Here's how vulnerable Susan Collins really is

Here's how vulnerable Susan Collins really is
Susan Collins official photo: https://www.collins.senate.gov

The 2020 elections will feature the Democrats attempting to wrestle control of the US Senate back from the Republicans. In order to do so, there are a few states that seem like essential races for Democrats to win to have a shot, those being Colorado, Maine, and Arizona. Win those three, and then you can pick one more from a set of North Carolina, Georgia, Texas, and Iowa (maybe Montana?) to get the majority. Of the first three, Colorado seems to be by far the easiest, where Republicans are in a lot of trouble. Arizona, being an open seat in a swing state where Democrats just claimed a Senate seat in 2018, will likely go as the Presidency goes (i.e., if Dem nominee for President carries AZ, the Dem nominee for Senate likely wins the seat). But Maine is a bit of a wildcard, because of the presence of long time Senator Susan Collins. Collins, now in the twilight of her 4th term in office, has long been one of America’s most teflon Senators, sporting high approval ratings and never having been seriously challenged for her seat in years. That’s going to change in 2020, as Democrats are going to go all out to win the race. Which leads us to the point of today’s piece, just how vulnerable is Susan Collins? Let’s dive in:


Background 

Collins worked a bunch of administrative jobs under northeast Republicans in her early career back in the 1980s before running for Governor in 1994, which she lost in a very typically-Maine race where four candidates (Dem, GOP, Indy, Green) all got at least 6% of the vote, with future Senator Angus King (I) being the eventual winner. Collins wasted no time and ran for Senate in 1996, defeating Joe Brennan, who was also involved in that convoluted Governor race, by a 5 point margin. In 2002, she won re-election over State Senator (and future US Rep.) Chellie Pingree by a comfortable 17 point margin and she began to build her image as an ultra popular moderate centrist. This led to her accumulating astonishingly high approval ratings, which lasted through much of the 2000s and early 2010s, and Democrats mostly gave up challenging her. She won by 23 points against a credible opponent in 2008, despite the national Dem wave, and then she won by 37 points in 2014 against a largely unknown opponent. At that point in her career, she had carved out a perfect image for herself. Then came the Trump years.

The Recent Past 

If you’ve followed politics over the last two years, you likely know Collins’s name, as no one has had a larger congressional impact than her, outside of McConnell, Paul Ryan, and Nancy Pelosi. When you’re a popular moderate who wants to preserve that image, you largely want to stay out of the limelight and in particular, you don’t want to have to cast hugely publicized and decisive votes on controversial issues. Unfortunately for Collins, as a swing Senator in the 115th US Congress, she was not afforded that ability. First came health care, where she angered conservatives by refusing to green light the “Trumpcare” bill that would have repealed the Affordable Care Act, even though she had long been on the record against ACA. This made her a temporary hero of the left, being mobbed by happy supporters upon her return to Maine after the vote. But then came the polling, which showed her more popular with Democrats than with Republicans and very vulnerable to a primary challenge, after angering the conservative base.

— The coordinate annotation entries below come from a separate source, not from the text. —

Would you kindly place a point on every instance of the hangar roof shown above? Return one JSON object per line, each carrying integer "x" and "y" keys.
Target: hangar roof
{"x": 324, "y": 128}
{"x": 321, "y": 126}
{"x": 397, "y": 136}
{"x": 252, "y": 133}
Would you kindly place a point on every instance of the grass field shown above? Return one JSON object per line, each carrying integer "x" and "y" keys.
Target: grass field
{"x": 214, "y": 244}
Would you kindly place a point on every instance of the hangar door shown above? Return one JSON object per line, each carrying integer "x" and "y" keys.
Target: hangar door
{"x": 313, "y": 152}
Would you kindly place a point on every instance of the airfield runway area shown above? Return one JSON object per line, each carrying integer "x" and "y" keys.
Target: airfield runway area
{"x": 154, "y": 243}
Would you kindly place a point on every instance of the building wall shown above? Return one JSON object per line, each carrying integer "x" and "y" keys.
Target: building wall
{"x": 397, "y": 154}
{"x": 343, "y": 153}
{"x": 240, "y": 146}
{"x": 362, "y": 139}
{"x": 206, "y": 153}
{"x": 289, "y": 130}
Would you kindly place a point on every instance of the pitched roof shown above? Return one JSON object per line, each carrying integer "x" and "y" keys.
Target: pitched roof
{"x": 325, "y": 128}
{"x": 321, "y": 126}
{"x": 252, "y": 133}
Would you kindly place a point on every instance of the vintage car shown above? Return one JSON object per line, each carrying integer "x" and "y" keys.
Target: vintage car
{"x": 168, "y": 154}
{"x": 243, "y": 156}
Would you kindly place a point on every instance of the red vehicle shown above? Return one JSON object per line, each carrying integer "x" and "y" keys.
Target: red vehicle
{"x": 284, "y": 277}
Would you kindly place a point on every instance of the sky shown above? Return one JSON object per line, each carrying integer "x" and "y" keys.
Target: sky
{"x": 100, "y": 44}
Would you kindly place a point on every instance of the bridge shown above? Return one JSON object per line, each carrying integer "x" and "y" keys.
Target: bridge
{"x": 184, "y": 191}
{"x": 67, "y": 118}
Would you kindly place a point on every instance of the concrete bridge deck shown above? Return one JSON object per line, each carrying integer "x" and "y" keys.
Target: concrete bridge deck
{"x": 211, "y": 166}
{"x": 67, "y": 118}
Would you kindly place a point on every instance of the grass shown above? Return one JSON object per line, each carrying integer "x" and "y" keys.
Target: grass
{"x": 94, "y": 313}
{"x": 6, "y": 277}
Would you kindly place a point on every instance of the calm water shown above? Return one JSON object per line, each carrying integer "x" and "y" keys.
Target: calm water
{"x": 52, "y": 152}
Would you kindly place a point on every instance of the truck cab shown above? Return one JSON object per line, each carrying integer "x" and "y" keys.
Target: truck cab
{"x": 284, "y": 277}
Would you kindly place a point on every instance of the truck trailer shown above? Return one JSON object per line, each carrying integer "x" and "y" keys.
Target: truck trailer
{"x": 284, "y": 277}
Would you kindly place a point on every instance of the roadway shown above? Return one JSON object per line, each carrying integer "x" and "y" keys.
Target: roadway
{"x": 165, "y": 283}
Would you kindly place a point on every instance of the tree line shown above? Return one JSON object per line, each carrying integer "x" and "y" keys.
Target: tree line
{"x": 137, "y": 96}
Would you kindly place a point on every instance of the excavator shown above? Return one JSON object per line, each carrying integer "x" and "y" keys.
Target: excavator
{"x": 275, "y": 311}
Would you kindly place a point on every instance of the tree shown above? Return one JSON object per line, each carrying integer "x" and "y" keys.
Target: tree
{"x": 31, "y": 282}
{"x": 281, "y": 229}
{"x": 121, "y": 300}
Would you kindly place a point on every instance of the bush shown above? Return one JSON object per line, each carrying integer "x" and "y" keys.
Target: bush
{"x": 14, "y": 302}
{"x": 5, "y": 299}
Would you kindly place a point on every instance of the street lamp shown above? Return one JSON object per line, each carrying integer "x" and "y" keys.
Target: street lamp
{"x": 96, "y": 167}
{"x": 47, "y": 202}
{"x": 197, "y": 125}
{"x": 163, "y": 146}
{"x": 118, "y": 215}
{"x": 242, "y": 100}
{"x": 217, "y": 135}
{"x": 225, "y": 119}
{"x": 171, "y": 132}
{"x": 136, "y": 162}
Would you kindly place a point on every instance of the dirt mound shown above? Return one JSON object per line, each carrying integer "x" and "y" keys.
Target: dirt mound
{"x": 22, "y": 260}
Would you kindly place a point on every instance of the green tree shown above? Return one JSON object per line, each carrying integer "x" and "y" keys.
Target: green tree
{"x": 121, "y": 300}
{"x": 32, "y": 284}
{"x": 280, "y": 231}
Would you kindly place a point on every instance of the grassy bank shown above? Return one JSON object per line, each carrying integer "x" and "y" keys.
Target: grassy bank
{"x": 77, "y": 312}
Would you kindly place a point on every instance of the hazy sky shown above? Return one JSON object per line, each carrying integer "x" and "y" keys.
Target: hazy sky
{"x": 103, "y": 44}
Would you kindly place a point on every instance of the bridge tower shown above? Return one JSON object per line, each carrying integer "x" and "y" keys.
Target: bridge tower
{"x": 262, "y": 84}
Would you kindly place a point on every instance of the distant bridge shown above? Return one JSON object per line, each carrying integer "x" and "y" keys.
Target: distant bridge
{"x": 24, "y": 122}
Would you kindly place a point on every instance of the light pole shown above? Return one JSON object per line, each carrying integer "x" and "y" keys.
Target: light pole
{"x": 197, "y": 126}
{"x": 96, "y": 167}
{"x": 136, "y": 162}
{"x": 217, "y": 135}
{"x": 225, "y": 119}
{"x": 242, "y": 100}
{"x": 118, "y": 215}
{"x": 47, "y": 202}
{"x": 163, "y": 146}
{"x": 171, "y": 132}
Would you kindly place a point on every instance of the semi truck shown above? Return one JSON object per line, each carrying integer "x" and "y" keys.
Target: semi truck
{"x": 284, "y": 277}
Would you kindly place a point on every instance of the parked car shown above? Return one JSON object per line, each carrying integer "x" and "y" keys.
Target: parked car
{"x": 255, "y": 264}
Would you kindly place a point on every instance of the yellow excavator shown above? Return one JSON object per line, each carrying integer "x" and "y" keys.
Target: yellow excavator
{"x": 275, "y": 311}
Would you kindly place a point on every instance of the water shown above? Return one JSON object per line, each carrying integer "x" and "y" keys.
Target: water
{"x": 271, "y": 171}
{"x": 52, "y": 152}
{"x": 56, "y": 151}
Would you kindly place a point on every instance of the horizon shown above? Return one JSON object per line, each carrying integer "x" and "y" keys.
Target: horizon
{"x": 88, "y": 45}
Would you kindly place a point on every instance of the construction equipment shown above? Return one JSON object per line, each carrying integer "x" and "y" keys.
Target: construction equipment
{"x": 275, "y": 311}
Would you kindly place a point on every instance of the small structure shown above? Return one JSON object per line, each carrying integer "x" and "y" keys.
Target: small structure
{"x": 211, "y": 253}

And so she spent the rest of the Congress veering sharply to the right. She voted for the tax bill in the fall of 2017 and accumulated the most pro-Republican and most conservative voting record of her recent career. But many of those votes were away from major scrutiny and it seemed like she would get off okay. Then Brett Kavanaugh happened, which put Collins in a pickle: she wanted to continue to shore up conservative support and vote yes, but her entire career was built on an image of being pro-women and pro-choice. With Lisa Murkowski as a no and Joe Manchin essentially following whatever Collins decided, the Senator literally had the sole responsibility of deciding the next Supreme Court Justice of the United States and she ended up confirming Kavanaugh. But not just that, she prefaced it with a publicized, grandstanding speech on the Senate floor that made the front page of all of the papers and subjected her to liberal fury. Within hours, a fund was created for the future 2020 opponent of Collins, which raised millions in just over a week, putting the Senator at the top of the upcoming Senate battleground.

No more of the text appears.